To prevent Coronavirus, we are asked to clean and disinfect frequently touched surfaces. As you probably know, Jewish mothers-in-law have been doing exactly that for time immemorial, and not just to prevent viruses. It’s actually a part of their religious belief: Cleanliness is next to godliness. Especially after their visiting son-in-law or daughter-in-law leaves their mother-in-law’s house. In the Talmud (Shabbat 114a), Rabbi Yochanan is reported to have said: “Any Torah scholar whose clothes contain a grease stain is liable to death at the hand of Heaven.” And if you don’t keep your place really clean and get rid of those smudge now, you could become lax in countless other areas of your life, and before you know it, you’re a heroin addict in the gutter. If you had only picked up a bottle of Clorox spray and attacked that smudge.

Care is Available

There is no specific treatment for COVID-19, but you can seek medical care to help relieve your symptoms. Similarly, there is no specific treatment for Jewish mothers-in-law, but you can seek psychiatric care to help relieve your symptoms.

Time-Release Slams

With COVID-19, symptoms may appear 2-14 days after exposure. Jewish mothers-in-law are notorious for saying and/or doing things that might not sink in right at the time. 2-14 days later, however, you’ll be doing something completely unrelated to your mother-in-law and you’ll suddenly remember a remark she made which cast aspersions on a) your masculinity or femininity, b) your ability to earn a decent living, or c) your appearance/wardrobe/dining habits/hobbies and interests/way you deal with your kids. That remark will kick in and do its damage. Yes, your mother-in-law has planted yet another time-release slam.

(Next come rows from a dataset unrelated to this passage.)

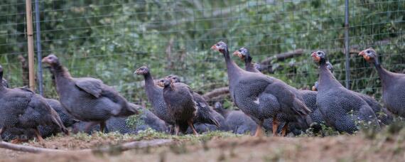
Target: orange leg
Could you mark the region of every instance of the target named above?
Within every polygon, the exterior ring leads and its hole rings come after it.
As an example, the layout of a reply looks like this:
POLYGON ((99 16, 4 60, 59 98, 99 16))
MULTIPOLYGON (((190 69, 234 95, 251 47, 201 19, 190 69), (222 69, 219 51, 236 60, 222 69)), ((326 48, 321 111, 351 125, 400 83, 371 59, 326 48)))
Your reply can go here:
POLYGON ((40 136, 40 134, 39 133, 39 131, 38 130, 38 129, 36 129, 34 130, 34 132, 35 132, 35 135, 36 135, 36 138, 38 139, 38 141, 43 141, 43 139, 40 136))
POLYGON ((178 132, 180 131, 180 126, 177 124, 174 124, 174 131, 176 136, 178 136, 178 132))
POLYGON ((288 130, 288 123, 286 122, 283 126, 283 129, 281 130, 281 136, 286 136, 287 135, 287 131, 288 130))
POLYGON ((104 129, 105 129, 105 122, 100 122, 100 131, 102 133, 104 133, 104 129))
POLYGON ((188 124, 188 126, 190 126, 191 128, 191 129, 193 130, 193 134, 194 134, 194 135, 195 135, 195 136, 198 136, 198 133, 197 133, 197 131, 195 131, 195 128, 194 128, 194 125, 193 124, 193 122, 188 121, 188 122, 187 122, 187 123, 188 124))
POLYGON ((279 120, 277 120, 277 116, 273 117, 273 136, 277 136, 277 129, 279 128, 279 120))
POLYGON ((263 129, 261 126, 263 125, 263 122, 260 122, 259 124, 256 126, 256 132, 254 133, 254 136, 260 137, 263 136, 263 129))

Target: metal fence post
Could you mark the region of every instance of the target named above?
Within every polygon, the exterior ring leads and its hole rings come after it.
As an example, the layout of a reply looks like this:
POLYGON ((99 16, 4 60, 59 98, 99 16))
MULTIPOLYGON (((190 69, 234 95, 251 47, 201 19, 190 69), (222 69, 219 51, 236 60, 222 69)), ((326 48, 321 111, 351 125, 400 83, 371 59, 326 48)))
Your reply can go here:
POLYGON ((40 48, 40 23, 39 16, 39 4, 38 0, 35 0, 35 20, 36 30, 36 56, 38 60, 37 79, 39 94, 43 95, 42 86, 42 50, 40 48))
POLYGON ((345 55, 346 55, 346 88, 350 90, 350 54, 349 48, 349 0, 345 1, 345 55))
POLYGON ((29 87, 35 91, 35 75, 34 75, 34 55, 33 55, 33 19, 31 1, 26 0, 26 16, 27 23, 27 44, 28 53, 28 75, 29 87))

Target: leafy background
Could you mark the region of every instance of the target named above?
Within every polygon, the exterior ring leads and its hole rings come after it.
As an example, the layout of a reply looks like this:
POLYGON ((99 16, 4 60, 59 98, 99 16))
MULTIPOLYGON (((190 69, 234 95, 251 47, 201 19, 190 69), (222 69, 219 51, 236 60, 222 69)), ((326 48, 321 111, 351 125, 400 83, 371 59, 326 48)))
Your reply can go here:
MULTIPOLYGON (((27 55, 25 1, 0 1, 0 63, 11 86, 23 86, 18 55, 27 55)), ((230 51, 249 48, 255 62, 303 49, 264 72, 297 88, 316 81, 309 55, 318 49, 328 53, 335 77, 345 79, 343 0, 39 1, 43 55, 56 54, 73 76, 100 78, 136 103, 146 100, 143 77, 133 75, 141 65, 156 78, 178 75, 200 93, 226 86, 223 58, 210 50, 220 40, 230 51)), ((355 51, 373 47, 384 67, 404 72, 405 1, 350 1, 349 9, 350 88, 379 99, 376 72, 355 51)), ((57 97, 49 72, 43 77, 45 95, 57 97)))

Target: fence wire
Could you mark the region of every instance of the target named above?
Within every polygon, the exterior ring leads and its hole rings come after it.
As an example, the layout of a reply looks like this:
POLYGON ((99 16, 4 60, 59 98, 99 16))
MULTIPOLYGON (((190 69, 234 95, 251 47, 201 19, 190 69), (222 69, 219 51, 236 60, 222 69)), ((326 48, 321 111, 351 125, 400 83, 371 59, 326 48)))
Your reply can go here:
MULTIPOLYGON (((1 1, 0 63, 12 87, 26 85, 20 60, 27 58, 25 1, 1 1)), ((210 50, 221 40, 230 51, 247 47, 264 73, 308 89, 318 79, 310 57, 316 50, 327 52, 345 85, 344 2, 40 0, 34 28, 39 21, 43 55, 55 53, 72 76, 100 78, 136 103, 146 99, 143 77, 133 75, 141 65, 155 78, 176 74, 200 93, 226 86, 223 58, 210 50)), ((378 75, 357 53, 373 47, 385 68, 404 72, 405 0, 350 1, 349 9, 350 87, 378 99, 378 75)), ((45 96, 55 97, 46 70, 43 84, 45 96)))

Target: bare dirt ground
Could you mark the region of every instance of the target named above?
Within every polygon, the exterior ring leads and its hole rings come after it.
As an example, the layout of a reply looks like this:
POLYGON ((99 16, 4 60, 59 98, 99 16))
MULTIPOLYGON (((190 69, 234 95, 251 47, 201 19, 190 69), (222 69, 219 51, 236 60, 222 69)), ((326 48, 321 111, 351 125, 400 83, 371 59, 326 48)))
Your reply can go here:
MULTIPOLYGON (((144 138, 142 140, 147 139, 144 138)), ((402 134, 366 138, 210 136, 173 139, 167 146, 122 153, 33 154, 0 148, 0 161, 404 161, 402 134)), ((134 141, 114 136, 57 136, 25 145, 65 150, 97 148, 134 141)), ((138 140, 138 139, 135 139, 138 140)))

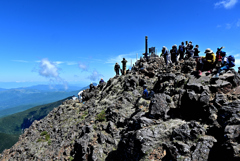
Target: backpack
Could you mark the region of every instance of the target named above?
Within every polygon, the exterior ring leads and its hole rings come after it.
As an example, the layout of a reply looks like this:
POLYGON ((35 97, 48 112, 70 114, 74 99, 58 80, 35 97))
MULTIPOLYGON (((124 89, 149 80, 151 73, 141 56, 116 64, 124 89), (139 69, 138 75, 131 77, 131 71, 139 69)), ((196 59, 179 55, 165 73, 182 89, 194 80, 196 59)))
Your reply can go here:
POLYGON ((234 67, 235 66, 235 58, 233 55, 229 55, 228 56, 228 62, 229 62, 229 66, 230 67, 234 67))
POLYGON ((179 51, 183 52, 183 46, 179 46, 179 51))

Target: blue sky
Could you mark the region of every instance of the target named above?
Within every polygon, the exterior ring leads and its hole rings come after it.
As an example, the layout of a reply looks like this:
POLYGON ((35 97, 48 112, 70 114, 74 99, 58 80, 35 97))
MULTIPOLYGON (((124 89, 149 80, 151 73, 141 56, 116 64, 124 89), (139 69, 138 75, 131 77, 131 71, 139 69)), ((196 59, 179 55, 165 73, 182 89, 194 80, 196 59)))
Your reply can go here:
POLYGON ((123 57, 182 41, 240 65, 239 0, 1 0, 0 87, 85 86, 115 75, 123 57), (11 85, 9 84, 11 82, 11 85))

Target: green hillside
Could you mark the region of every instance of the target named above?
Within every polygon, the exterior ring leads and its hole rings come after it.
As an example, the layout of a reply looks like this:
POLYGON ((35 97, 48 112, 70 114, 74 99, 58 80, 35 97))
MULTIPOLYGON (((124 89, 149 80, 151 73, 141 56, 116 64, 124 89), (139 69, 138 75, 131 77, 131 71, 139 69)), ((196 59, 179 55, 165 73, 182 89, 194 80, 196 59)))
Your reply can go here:
MULTIPOLYGON (((68 97, 66 99, 70 98, 71 97, 68 97)), ((0 118, 0 132, 6 134, 21 134, 22 129, 28 128, 34 120, 44 118, 54 107, 59 106, 66 99, 36 106, 26 111, 0 118)))
POLYGON ((9 149, 18 141, 19 135, 0 133, 0 152, 9 149))
POLYGON ((36 106, 26 111, 0 118, 0 153, 18 141, 22 129, 28 128, 34 120, 44 118, 53 108, 61 105, 63 101, 70 98, 71 97, 68 97, 46 105, 36 106))
MULTIPOLYGON (((72 95, 77 95, 78 92, 79 90, 70 92, 49 92, 35 89, 10 89, 6 91, 0 91, 0 110, 2 113, 2 110, 4 109, 9 109, 17 106, 24 107, 25 105, 30 104, 35 104, 35 106, 42 105, 64 99, 72 95)), ((3 115, 0 115, 0 117, 1 116, 3 115)))

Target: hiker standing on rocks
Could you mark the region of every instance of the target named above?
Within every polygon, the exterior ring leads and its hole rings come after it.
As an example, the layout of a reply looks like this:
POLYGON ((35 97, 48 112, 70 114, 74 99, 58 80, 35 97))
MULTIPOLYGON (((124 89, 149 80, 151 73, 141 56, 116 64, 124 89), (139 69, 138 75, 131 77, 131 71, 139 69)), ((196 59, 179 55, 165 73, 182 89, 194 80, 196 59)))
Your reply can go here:
POLYGON ((103 80, 103 78, 101 78, 101 80, 99 81, 99 84, 101 84, 101 83, 103 83, 104 82, 104 80, 103 80))
POLYGON ((216 61, 215 61, 215 67, 217 69, 217 74, 215 75, 215 78, 219 77, 219 73, 221 71, 221 67, 222 64, 224 63, 224 60, 226 61, 226 59, 224 59, 226 57, 226 52, 222 51, 222 49, 224 48, 224 46, 217 48, 217 52, 216 52, 216 61))
POLYGON ((75 95, 72 96, 72 99, 73 100, 77 100, 77 97, 75 97, 75 95))
POLYGON ((210 48, 207 48, 204 53, 206 53, 206 56, 203 57, 205 59, 204 70, 211 73, 215 63, 215 55, 210 48))
POLYGON ((193 46, 190 45, 186 50, 186 59, 189 59, 190 57, 193 58, 193 54, 194 54, 193 46))
POLYGON ((195 48, 193 49, 194 50, 194 55, 193 55, 194 58, 199 58, 200 51, 198 50, 198 47, 199 46, 196 45, 195 48))
POLYGON ((178 50, 177 50, 177 45, 173 45, 172 49, 170 50, 171 53, 171 61, 172 63, 177 63, 178 62, 178 50))
POLYGON ((80 103, 82 102, 82 93, 83 91, 78 92, 78 100, 80 103))
POLYGON ((119 69, 120 69, 120 65, 118 63, 116 63, 114 66, 114 70, 115 70, 117 76, 119 76, 119 69))
POLYGON ((192 41, 189 41, 189 43, 186 41, 186 47, 185 47, 185 49, 186 49, 186 50, 190 50, 190 48, 193 49, 192 41))
POLYGON ((162 48, 162 55, 164 57, 166 65, 171 63, 171 54, 170 54, 169 50, 167 49, 167 47, 165 47, 165 46, 163 46, 163 48, 162 48))
POLYGON ((122 60, 122 75, 126 75, 127 60, 123 58, 122 60))
POLYGON ((182 60, 184 57, 184 53, 185 53, 185 46, 184 46, 184 42, 182 42, 182 45, 179 45, 178 47, 178 53, 180 55, 179 60, 182 60))
POLYGON ((90 87, 90 90, 89 90, 89 91, 91 92, 91 91, 94 89, 93 83, 91 83, 89 87, 90 87))
POLYGON ((147 85, 143 85, 143 94, 142 94, 143 98, 147 98, 148 97, 148 90, 147 90, 147 85))

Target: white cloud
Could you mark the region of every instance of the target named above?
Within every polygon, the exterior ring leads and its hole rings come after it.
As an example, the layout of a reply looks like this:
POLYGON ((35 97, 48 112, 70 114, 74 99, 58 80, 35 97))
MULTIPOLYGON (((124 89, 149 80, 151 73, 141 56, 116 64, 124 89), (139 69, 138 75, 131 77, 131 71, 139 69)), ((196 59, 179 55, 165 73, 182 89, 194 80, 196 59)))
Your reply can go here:
POLYGON ((237 21, 237 27, 240 27, 240 19, 237 21))
POLYGON ((88 71, 88 69, 89 69, 88 65, 85 64, 85 63, 83 63, 83 62, 79 62, 79 63, 78 63, 78 67, 79 67, 80 69, 82 69, 82 71, 88 71))
MULTIPOLYGON (((118 55, 116 57, 109 58, 105 63, 109 63, 109 64, 118 63, 119 65, 121 65, 121 61, 123 60, 123 58, 125 58, 128 61, 127 66, 130 67, 131 63, 135 64, 135 62, 136 62, 136 56, 137 56, 136 54, 137 53, 118 55)), ((140 57, 140 56, 142 56, 142 54, 138 53, 138 57, 140 57)))
POLYGON ((59 65, 59 64, 63 64, 64 62, 62 62, 62 61, 55 61, 53 63, 56 64, 56 65, 59 65))
POLYGON ((59 76, 59 68, 57 68, 57 64, 61 62, 50 62, 47 58, 42 59, 39 64, 38 73, 39 75, 49 78, 50 82, 60 82, 64 85, 65 89, 68 88, 67 82, 64 81, 59 76))
POLYGON ((232 28, 232 24, 227 23, 227 24, 226 24, 226 28, 227 28, 227 29, 231 29, 231 28, 232 28))
POLYGON ((98 71, 94 70, 90 76, 88 76, 88 79, 92 81, 97 81, 99 80, 103 75, 100 74, 98 71))
POLYGON ((67 65, 77 65, 77 63, 76 63, 76 62, 73 62, 73 61, 67 61, 66 64, 67 64, 67 65))
POLYGON ((40 62, 39 74, 47 78, 57 78, 59 77, 58 68, 48 59, 42 59, 40 62))
POLYGON ((235 54, 234 57, 236 57, 236 58, 240 57, 240 53, 239 54, 235 54))
POLYGON ((238 2, 238 0, 224 0, 224 1, 220 1, 214 4, 215 7, 224 7, 226 9, 230 9, 232 8, 236 3, 238 2))
POLYGON ((28 61, 26 61, 26 60, 12 60, 12 61, 20 62, 20 63, 28 63, 28 61))

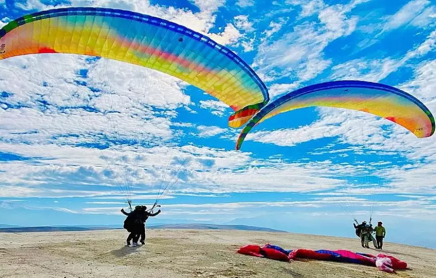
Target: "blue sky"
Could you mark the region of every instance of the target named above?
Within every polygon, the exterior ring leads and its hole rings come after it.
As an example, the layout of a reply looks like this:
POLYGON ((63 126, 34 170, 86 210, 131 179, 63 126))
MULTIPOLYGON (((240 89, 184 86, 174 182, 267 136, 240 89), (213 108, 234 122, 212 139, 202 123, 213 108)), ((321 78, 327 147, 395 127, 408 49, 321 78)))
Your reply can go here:
MULTIPOLYGON (((134 11, 206 34, 250 65, 272 100, 359 79, 404 90, 436 113, 430 1, 0 0, 0 26, 70 6, 134 11)), ((150 222, 353 237, 353 218, 372 215, 387 240, 436 247, 434 136, 307 108, 260 125, 236 151, 231 109, 172 77, 74 55, 0 62, 0 223, 121 223, 125 182, 134 204, 151 204, 169 173, 163 212, 150 222)))

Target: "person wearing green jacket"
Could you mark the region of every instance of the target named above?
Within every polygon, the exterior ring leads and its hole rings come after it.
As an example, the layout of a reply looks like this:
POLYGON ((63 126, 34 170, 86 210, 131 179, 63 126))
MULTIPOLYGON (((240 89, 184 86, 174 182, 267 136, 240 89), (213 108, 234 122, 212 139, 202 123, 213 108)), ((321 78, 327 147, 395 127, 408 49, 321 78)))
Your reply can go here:
POLYGON ((381 249, 383 248, 383 239, 386 235, 386 229, 382 226, 383 223, 379 221, 377 223, 377 226, 374 228, 375 231, 375 239, 377 240, 377 248, 381 249))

Sure-Fire Way to Protect Yourself From JMIL

There is currently no vaccine to protect against COVID-19. The best way to protect yourself is to avoid being exposed to the virus that causes COVID-19. Don’t get ahead of me, now. I know many of you are thinking I’m about to say that the best way to protect yourself from Jewish mothers-in-law is to not be around them. Stay home. Stay safe. But au contraire, my Judaic friends. I’m not buying in to any of these stereotypes because Jewish mothers-in-law are simply people, just like the rest of us, with the same hopes, dreams and fears that we all have. They only want the best for you and we should only want the best for them. God bless them. What, like we ourselves are so perfect? And the fact that my Jewish mother-in-law is looking over my shoulder as I write this has absolutely nothing to do with it! (I’ll call you later.)